Dass diese Behandlung in den archaischen Gesellschaften den in den Staub gefallenen Häuptlingen oder Herrschern vorbehalten war, ist leicht nachzuweisen. Es gibt aber einen Fall, der einem nicht in den Sinn kommt, weil das Ereignis den meisten einer anderen Geschichte zu gehören scheint. Es ist jener der Anklage, der gerichtlichen Verhandlung, der Hinrichtung und der an der Leiche geübte Grausamkeit, im Falle Jesu. Pilatus fragt ihn, ob er sich für den „König der Juden“ halte (als Nachkommen Davids); nach der grotesken Einkleidung erfolgt dann die Hinrichtung. Den beiden anderen Hingerichteten (den berühmten „Schächern“) wurden „die Beine zerbrochen“ (Johannes 19:32).
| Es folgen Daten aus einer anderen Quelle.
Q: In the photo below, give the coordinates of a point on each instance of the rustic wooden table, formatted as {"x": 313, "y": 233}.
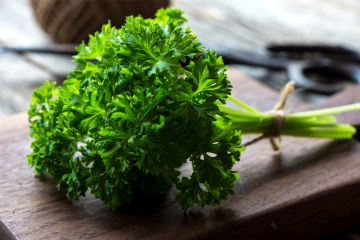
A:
{"x": 229, "y": 25}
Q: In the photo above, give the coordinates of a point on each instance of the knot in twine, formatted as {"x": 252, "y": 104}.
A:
{"x": 278, "y": 117}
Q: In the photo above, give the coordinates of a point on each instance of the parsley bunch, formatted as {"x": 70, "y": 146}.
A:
{"x": 132, "y": 112}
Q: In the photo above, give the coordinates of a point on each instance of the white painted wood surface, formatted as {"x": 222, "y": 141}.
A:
{"x": 246, "y": 25}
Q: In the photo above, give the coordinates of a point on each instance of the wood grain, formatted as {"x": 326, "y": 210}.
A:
{"x": 307, "y": 191}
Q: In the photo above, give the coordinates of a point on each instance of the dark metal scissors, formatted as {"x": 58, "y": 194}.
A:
{"x": 66, "y": 50}
{"x": 296, "y": 60}
{"x": 299, "y": 60}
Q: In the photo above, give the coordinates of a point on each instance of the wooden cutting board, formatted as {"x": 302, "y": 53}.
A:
{"x": 309, "y": 190}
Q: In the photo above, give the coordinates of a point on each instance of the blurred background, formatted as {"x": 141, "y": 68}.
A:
{"x": 227, "y": 26}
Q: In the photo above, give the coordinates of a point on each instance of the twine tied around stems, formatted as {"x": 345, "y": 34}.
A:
{"x": 278, "y": 116}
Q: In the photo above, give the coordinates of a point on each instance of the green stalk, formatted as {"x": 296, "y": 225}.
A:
{"x": 316, "y": 123}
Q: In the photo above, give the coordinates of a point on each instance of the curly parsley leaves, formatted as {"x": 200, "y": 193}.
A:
{"x": 132, "y": 119}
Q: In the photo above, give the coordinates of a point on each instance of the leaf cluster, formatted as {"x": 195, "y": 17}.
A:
{"x": 131, "y": 114}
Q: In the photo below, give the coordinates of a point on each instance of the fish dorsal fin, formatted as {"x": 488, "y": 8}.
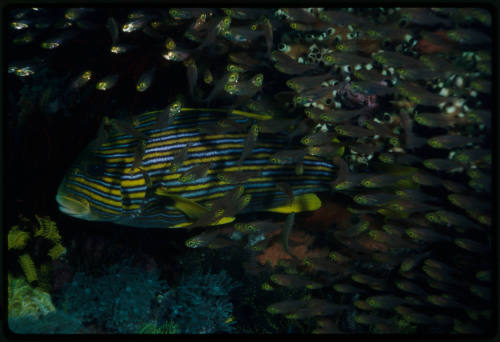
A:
{"x": 189, "y": 207}
{"x": 305, "y": 202}
{"x": 223, "y": 220}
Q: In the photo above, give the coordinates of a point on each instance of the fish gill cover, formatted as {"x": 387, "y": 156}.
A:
{"x": 334, "y": 162}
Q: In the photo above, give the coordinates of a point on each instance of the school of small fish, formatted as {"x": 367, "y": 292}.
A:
{"x": 397, "y": 99}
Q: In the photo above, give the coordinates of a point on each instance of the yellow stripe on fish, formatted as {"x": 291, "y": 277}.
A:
{"x": 118, "y": 181}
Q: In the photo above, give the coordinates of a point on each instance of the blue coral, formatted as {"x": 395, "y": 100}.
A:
{"x": 200, "y": 304}
{"x": 119, "y": 300}
{"x": 55, "y": 322}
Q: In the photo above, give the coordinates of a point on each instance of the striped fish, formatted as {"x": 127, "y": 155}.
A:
{"x": 105, "y": 185}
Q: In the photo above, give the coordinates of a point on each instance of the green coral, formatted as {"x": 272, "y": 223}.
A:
{"x": 164, "y": 329}
{"x": 24, "y": 300}
{"x": 55, "y": 322}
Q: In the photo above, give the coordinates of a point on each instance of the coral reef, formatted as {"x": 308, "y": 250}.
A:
{"x": 119, "y": 300}
{"x": 200, "y": 304}
{"x": 24, "y": 300}
{"x": 55, "y": 322}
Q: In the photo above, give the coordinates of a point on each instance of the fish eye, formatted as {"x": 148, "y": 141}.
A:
{"x": 284, "y": 47}
{"x": 170, "y": 45}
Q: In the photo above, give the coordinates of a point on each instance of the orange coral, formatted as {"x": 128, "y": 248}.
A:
{"x": 299, "y": 246}
{"x": 329, "y": 213}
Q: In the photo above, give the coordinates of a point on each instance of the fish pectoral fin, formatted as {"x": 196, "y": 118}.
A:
{"x": 305, "y": 202}
{"x": 189, "y": 207}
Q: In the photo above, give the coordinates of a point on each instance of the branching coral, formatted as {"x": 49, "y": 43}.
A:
{"x": 119, "y": 300}
{"x": 200, "y": 304}
{"x": 55, "y": 322}
{"x": 24, "y": 300}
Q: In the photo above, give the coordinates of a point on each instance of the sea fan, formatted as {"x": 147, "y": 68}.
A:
{"x": 17, "y": 238}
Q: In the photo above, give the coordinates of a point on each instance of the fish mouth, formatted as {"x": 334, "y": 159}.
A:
{"x": 73, "y": 207}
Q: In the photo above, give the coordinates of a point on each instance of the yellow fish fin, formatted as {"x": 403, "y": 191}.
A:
{"x": 305, "y": 202}
{"x": 189, "y": 207}
{"x": 181, "y": 225}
Die Erzählung fährt so fort: „Als sie aber zu Jesus kamen und sahen, daß er schon gestorben war, brachen sie ihm die Beine nicht; sondern einer der Soldaten stieß mit dem Speer in seine Seite" (19:33).

Ein originelles Buch von Francesco Carotta, erschienen in verschiedenen Sprachen aber nicht in Italien – War Jesus Caesar? – stellt bisweilen suggestive Annäherungen zwischen beiden Biographien auf, jener Caesars und jener Jesu. Vielleicht könnte man abschließend bemerken, dass auch Caesars Körper, bereits leblos und vielfach erdolcht, verschiedene mögliche Misshandlungen riskierte. Die Erdolcher aber hatten nicht die Kraft, die Praxis der „Haken“ umzusetzen,, die den hassbaren Tyrannen vorbehalten war. Vielleicht machte ihnen Caesar auch als Toter Angst. Es bleibt die Tatsache, dass eine Empörung des Volkes – zur Bestürzung der Erdolcher – seine Bestattung in eine Sorte Apotheose umwandelte. Und bei seiner Asche – wie Sueton erzählt – hielten die Juden Roms Wache, die ihm besonders dankbar waren.